Rob Ford's voice was never captured on wiretaps that form part of Project Brazen 2, a Toronto police investigation targeting the mayor and his friend alleged drug dealer Alessandro (Sandro) Lisi, according to newly released portions of a court document.
Several paragraphs summarizing those wiretaps were made public Wednesday afternoon after Superior Court Justice Ian Nordheimer ordered the disclosure of more previously redacted information from a police document. Lawyers representing a number of media organizations, including The Globe and Mail, have been fighting in court for this information to be released.
Another newly disclosed section says that Mr. Ford's former chief of staff, Mark Towhey, told police he had heard that Mr. Ford lost his phone around the time Mr. Towhey was fired from the mayor's office – May 23.
The context of the lost cellphone remains unclear but in court, lawyers referenced media reports alleging Mr. Lisi offered to swap marijuana in exchange for the phone's return.

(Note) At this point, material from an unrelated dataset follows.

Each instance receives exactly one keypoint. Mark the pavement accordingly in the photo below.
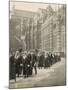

The fresh disclosure also reveals that police twigged to Mr. Lisi's role as an alleged drug dealer after listening to wiretaps conducted on April 20 for Project Traveller, a massive drug and gun investigation targeting an Etobicoke gang known as the Dixon City Bloods.
Mr. Lisi was later arrested as part of Brazen 2, which targeted both the 35-year-old occasional driver for Mr. Ford, and the mayor himself. Mr. Lisi is currently facing charges for trafficking marijuana and extortion in relation to a video that allegedly shows Mr. Ford smoking crack cocaine. None of the allegations have been proven in court.
The wiretap intercepts for Project Traveller, of which there are thousands of conversations originating from 59 people, concluded June 14 – the day after the raids. Several people connected with Mr. Ford, including two men who appeared in an infamous photo with the mayor, were arrested in that raid.
Much of the wiretap information contained in the document, a search warrant application referred to as an Information to Obtain (ITO), remains redacted. Mr. Lisi's lawyer, Seth Weinstein, argued on Wednesday that the remaining blacked-out passages would prejudice his client's right to a fair trial in the extortion case if released.
Justice Nordheimer will hear further arguments on the disclosure of wiretap information on Monday.